Interface engineering and oxygen vacancies derived from plasma-treated Cu2O synergistically enhancing electrocatalytic CO2-to-C2+ conversion

Abstract

Electrocatalytic CO₂ reduction (ECR) into value-added chemicals and fuels helps tackle the challenges of the energy crisis and global warming. However, this strategy relies heavily on the rational design of catalysts with high selectivity and activity towards C₂₊ products. Herein, we introduce a dual-engineering strategy using plasma-treated Cu₂O to synergistically enhance the material's catalytic performance for CO₂-to-C₂₊ conversion. We demonstrate that well-controlled plasma reduction treatment in an Ar/H₂ atmosphere can yield stable Cu₂O–Cu catalysts (Cu₂O–Ar/H₂) with Cu⁰/Cu⁺ interfaces, abundant grain boundaries, and a high density of oxygen vacancies.

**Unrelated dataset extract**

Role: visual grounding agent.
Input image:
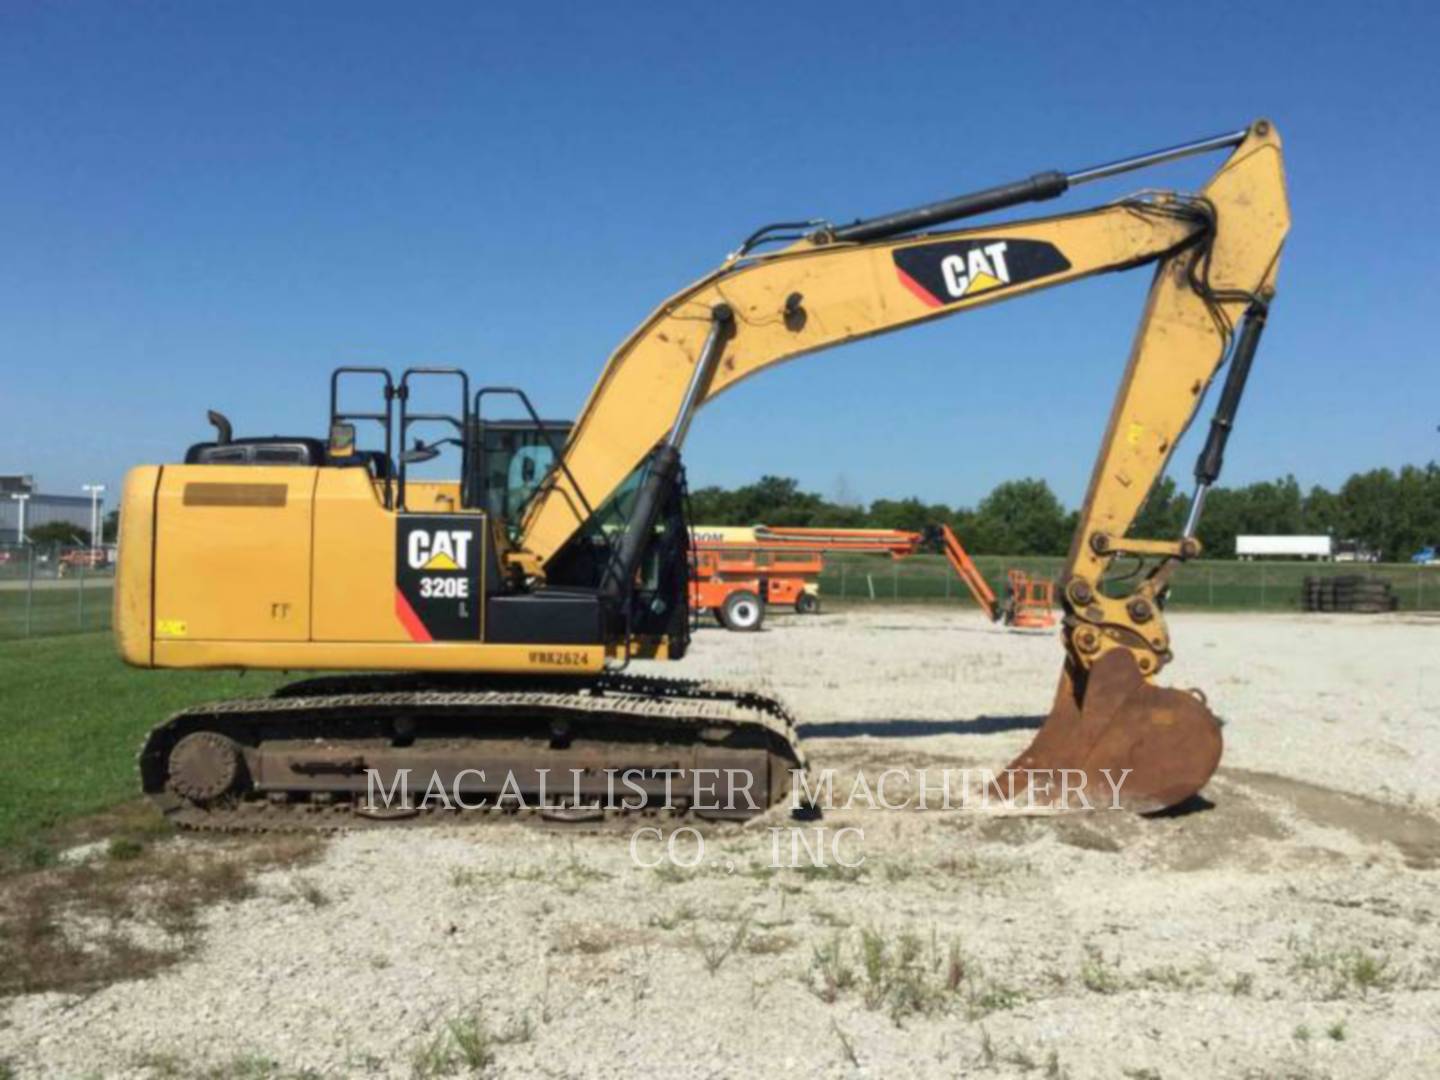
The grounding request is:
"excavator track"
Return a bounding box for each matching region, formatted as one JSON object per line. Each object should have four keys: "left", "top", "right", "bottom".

Cu₂O–Ar/H₂ delivers an impressive 81.2% faradaic efficiency for C₂₊ products at an industrial current density of 100 mA cm⁻². Performance comparisons show that plasma pre-reduction treatment samples outperform the in situ reduced Cu₂O sample during ECR. Theoretical calculations reveal that the well-defined Cu⁰/Cu⁺ interfaces optimize intermediate adsorption and the oxygen vacancies provide multiple active sites for C–C coupling. This work establishes a correlation between plasma treatment-generated active sites and high C₂₊ product selectivity. Our work also demonstrates that this facile, scalable, standardized and controllable material preparation method can effectively promote the large-scale application of high-activity ECR catalysts.